Kun mengembalikannya, menggeleng. "Kali ini gratis."

"Woah, terimakasih Kun-ge! Kau memang yang terbaik! Aku sangat sangat mencin一"

"Ah, sudah, hentikan! Tidak usah memelukku. Cepat pergi, bodoh!"

Kun bergidik, mendorong Doyoung yang lagi-lagi tertawa seperti orang yang sama sekali tidak punya beban keluar dari bar. Ia menyaksikan pria itu berlalu dengan lambaian tangan berlebihan, kemudian menghilang.
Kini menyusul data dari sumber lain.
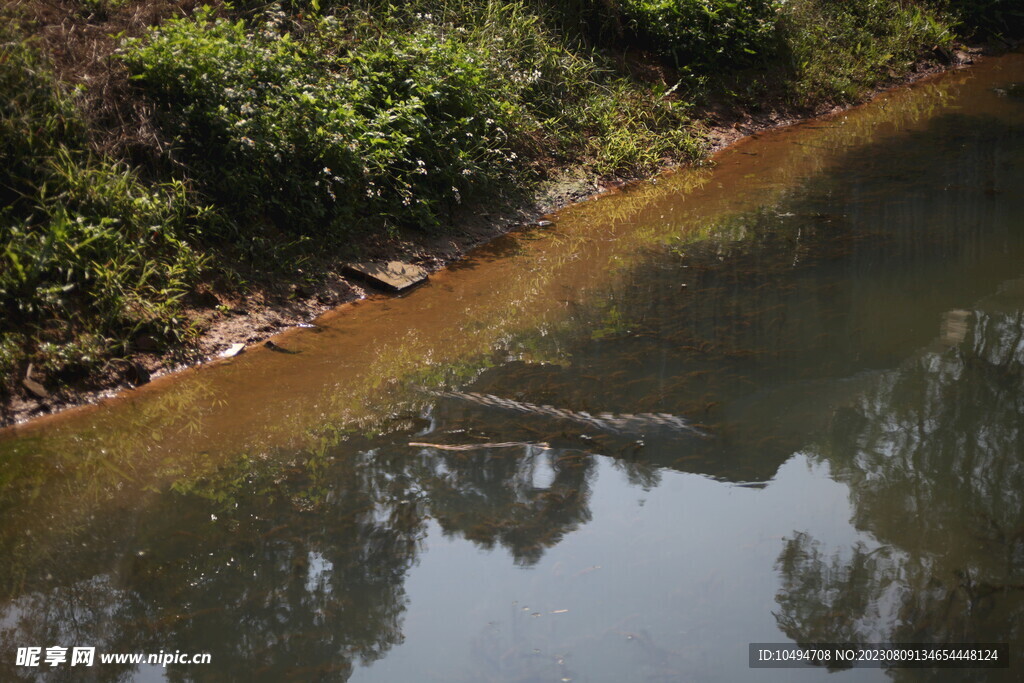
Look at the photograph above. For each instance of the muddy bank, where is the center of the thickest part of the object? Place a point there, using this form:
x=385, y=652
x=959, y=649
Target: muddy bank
x=228, y=318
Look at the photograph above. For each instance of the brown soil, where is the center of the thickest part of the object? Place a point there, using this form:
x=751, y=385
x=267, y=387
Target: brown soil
x=231, y=318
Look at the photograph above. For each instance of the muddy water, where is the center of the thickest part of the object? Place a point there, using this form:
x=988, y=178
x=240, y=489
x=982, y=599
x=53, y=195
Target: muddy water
x=774, y=400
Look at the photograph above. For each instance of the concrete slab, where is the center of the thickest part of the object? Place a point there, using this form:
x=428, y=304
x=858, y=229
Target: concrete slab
x=393, y=275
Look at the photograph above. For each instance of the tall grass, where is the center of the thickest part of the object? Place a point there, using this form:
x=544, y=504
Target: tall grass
x=89, y=254
x=309, y=126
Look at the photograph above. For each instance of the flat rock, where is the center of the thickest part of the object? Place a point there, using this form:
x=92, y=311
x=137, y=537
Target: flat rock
x=232, y=350
x=394, y=275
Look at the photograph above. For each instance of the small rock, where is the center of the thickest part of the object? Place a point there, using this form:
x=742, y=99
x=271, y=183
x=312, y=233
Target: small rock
x=280, y=349
x=232, y=350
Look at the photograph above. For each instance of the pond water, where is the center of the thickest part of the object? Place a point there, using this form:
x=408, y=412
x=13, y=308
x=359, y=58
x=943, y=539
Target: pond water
x=774, y=400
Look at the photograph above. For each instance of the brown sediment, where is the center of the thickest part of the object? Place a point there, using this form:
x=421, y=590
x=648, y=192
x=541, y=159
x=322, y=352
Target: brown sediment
x=228, y=318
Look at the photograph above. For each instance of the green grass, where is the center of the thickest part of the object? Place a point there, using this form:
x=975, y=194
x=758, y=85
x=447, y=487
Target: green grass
x=281, y=132
x=89, y=254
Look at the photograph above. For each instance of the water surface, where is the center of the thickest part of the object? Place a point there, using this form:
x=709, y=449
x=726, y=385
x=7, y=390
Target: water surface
x=773, y=400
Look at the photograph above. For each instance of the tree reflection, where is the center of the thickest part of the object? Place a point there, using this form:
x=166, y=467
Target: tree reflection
x=274, y=579
x=932, y=455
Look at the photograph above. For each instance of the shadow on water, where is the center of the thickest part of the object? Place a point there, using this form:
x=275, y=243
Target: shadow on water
x=866, y=309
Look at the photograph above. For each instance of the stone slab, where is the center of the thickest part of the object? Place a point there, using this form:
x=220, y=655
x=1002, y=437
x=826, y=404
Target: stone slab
x=393, y=275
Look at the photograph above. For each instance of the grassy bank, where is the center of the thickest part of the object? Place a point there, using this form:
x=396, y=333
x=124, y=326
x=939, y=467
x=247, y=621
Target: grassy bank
x=162, y=158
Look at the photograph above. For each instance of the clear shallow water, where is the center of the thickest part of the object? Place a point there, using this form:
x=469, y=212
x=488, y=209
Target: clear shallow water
x=837, y=308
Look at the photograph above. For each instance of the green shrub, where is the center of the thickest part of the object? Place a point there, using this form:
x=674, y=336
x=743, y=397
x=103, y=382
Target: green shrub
x=706, y=34
x=384, y=119
x=841, y=50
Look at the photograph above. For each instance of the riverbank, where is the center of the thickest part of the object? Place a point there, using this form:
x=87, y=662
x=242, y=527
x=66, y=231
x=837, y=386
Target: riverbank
x=185, y=308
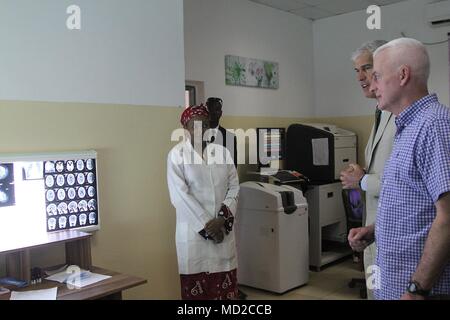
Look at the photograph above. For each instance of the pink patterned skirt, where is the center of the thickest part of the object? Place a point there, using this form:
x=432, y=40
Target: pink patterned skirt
x=209, y=286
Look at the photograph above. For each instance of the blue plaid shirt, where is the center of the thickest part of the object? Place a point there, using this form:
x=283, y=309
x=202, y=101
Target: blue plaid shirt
x=416, y=174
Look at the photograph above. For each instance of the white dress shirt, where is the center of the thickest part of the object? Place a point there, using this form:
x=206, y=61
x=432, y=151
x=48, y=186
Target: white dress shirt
x=198, y=187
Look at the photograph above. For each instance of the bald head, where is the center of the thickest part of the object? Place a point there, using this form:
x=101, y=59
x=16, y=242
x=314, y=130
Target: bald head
x=408, y=52
x=400, y=75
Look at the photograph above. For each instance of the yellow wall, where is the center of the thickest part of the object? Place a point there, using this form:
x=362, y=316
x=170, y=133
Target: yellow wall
x=137, y=220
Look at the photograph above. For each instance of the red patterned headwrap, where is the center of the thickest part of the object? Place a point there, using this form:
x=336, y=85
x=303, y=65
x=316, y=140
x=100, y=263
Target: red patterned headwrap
x=192, y=111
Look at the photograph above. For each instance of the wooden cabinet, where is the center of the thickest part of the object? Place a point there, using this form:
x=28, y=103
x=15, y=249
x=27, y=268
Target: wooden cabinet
x=77, y=251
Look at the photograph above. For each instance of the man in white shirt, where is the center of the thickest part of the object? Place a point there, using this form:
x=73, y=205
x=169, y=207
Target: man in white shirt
x=377, y=151
x=204, y=188
x=221, y=135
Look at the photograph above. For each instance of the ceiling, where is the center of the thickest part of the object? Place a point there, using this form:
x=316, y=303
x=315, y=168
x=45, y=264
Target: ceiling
x=318, y=9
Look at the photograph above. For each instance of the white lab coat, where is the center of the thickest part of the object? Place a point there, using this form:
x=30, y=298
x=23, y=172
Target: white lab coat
x=197, y=188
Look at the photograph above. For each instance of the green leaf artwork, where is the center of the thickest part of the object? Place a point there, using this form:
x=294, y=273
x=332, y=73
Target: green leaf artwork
x=240, y=71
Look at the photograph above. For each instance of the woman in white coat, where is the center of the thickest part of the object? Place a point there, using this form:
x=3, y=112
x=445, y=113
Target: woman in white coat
x=203, y=187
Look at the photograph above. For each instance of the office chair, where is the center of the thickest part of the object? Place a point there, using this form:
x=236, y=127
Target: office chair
x=354, y=210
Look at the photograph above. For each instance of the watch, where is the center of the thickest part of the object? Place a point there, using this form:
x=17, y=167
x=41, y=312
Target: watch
x=415, y=288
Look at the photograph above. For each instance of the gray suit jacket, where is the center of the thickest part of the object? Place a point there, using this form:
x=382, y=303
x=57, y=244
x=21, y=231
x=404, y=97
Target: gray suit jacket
x=377, y=152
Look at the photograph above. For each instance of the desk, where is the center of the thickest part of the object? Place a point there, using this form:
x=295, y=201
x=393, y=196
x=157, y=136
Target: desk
x=110, y=288
x=78, y=252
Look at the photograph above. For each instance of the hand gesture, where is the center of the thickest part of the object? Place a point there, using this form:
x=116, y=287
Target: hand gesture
x=351, y=176
x=360, y=238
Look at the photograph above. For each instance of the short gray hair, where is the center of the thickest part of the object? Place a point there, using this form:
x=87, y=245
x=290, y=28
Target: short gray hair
x=412, y=53
x=369, y=46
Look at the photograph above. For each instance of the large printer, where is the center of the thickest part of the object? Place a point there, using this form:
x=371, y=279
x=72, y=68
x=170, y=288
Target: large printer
x=272, y=237
x=319, y=151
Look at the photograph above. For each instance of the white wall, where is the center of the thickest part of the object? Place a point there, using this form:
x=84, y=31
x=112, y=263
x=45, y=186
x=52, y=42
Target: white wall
x=127, y=52
x=215, y=28
x=336, y=90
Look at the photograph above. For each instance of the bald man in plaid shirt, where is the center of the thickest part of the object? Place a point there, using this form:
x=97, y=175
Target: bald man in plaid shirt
x=412, y=229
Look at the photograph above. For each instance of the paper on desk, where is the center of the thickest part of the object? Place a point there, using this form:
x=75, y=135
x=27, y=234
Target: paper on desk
x=44, y=294
x=79, y=279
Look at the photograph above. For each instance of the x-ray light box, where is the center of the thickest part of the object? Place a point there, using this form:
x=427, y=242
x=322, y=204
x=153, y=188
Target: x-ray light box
x=49, y=191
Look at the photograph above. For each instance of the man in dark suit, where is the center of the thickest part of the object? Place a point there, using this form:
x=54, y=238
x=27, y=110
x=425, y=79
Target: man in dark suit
x=225, y=138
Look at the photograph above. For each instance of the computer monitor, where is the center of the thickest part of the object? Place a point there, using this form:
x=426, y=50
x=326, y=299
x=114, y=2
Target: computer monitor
x=270, y=145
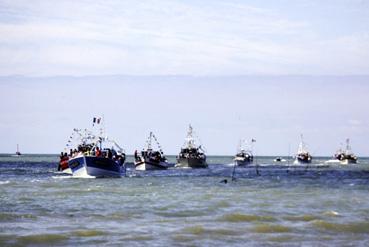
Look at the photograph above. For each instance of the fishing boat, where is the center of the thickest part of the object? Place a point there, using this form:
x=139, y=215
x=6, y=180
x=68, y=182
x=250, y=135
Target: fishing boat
x=95, y=155
x=279, y=159
x=149, y=158
x=191, y=154
x=346, y=156
x=63, y=163
x=303, y=156
x=17, y=153
x=244, y=154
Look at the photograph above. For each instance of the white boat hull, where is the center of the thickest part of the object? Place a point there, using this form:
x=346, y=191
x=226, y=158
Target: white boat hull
x=90, y=166
x=146, y=166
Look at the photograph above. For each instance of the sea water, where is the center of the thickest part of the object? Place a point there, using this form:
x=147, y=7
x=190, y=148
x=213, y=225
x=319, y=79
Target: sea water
x=266, y=204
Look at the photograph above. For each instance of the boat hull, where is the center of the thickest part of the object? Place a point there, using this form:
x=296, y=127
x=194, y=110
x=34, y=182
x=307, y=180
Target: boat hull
x=191, y=162
x=348, y=161
x=302, y=161
x=243, y=162
x=91, y=166
x=149, y=165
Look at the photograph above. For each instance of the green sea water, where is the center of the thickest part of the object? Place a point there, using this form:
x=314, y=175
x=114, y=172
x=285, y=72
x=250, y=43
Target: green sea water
x=268, y=204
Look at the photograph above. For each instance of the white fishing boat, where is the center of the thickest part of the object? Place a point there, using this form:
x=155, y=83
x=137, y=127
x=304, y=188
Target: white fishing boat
x=17, y=153
x=303, y=156
x=150, y=158
x=95, y=155
x=191, y=155
x=279, y=159
x=244, y=154
x=346, y=156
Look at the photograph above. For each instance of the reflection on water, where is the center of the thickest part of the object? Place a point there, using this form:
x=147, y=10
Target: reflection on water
x=267, y=204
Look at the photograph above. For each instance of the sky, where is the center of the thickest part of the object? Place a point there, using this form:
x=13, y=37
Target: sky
x=268, y=70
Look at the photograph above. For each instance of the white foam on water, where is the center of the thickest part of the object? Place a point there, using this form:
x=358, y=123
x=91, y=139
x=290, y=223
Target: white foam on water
x=61, y=177
x=82, y=176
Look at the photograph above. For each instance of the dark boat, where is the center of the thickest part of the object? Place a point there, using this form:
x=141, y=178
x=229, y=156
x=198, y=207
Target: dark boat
x=95, y=156
x=346, y=156
x=244, y=154
x=303, y=156
x=191, y=155
x=150, y=159
x=17, y=153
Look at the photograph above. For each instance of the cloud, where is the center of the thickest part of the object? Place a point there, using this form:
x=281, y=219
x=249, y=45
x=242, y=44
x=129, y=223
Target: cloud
x=170, y=37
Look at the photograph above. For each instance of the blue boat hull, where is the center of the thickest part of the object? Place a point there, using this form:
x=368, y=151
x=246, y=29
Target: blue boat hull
x=92, y=166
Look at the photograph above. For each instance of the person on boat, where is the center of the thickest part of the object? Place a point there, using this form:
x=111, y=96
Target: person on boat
x=97, y=152
x=109, y=154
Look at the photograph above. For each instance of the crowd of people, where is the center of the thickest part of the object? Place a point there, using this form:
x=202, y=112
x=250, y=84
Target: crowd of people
x=90, y=150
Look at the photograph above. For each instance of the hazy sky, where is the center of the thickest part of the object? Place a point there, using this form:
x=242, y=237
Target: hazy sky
x=224, y=66
x=41, y=113
x=214, y=37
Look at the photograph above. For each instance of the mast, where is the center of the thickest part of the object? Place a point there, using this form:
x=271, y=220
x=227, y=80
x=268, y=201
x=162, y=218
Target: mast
x=189, y=139
x=348, y=147
x=149, y=140
x=302, y=146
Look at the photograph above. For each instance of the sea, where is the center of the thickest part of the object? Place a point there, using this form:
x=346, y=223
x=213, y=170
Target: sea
x=264, y=204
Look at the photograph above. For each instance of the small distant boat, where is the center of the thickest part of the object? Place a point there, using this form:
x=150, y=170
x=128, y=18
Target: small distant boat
x=18, y=153
x=303, y=156
x=191, y=154
x=150, y=159
x=346, y=156
x=244, y=154
x=95, y=156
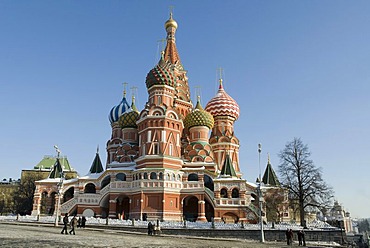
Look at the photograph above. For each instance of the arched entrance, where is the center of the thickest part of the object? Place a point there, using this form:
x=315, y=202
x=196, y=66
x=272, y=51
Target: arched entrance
x=123, y=207
x=210, y=211
x=190, y=208
x=52, y=202
x=230, y=218
x=69, y=194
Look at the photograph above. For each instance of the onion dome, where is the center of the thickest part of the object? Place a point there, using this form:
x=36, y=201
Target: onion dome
x=129, y=118
x=118, y=110
x=223, y=105
x=170, y=23
x=161, y=74
x=199, y=117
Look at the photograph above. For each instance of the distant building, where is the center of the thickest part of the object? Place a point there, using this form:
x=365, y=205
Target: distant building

Barulah setelah itu Kun berbalik.

Ada sesuatu yang mengganjal pikirannya, tapi ia lupa mengenai apa tepatnya. Sesuatu tentang Doyoung, tentang pertemuannya. Apa, ya? Kun memijat dahinya dan berusaha keras mengingat-ingat.

Sesuatu...

Sesuatu...

Orang yang mencarinya ... Oh!

Kun memukul kepalanya sendiri. Ia baru ingat bahwa gadis yang mencari Doyoung kemarin sangat mirip dengan gadis yang dirangkul Doyoung di foto dompetnya.

Langit.

Objek favorit Jaemin.

Doyoung menatapnya sambil tersenyum, bertanya-tanya apa yang dilakukan anak itu sekarang. Apakah dia mengawasinya dari atas sana? Apakah dia bahagia?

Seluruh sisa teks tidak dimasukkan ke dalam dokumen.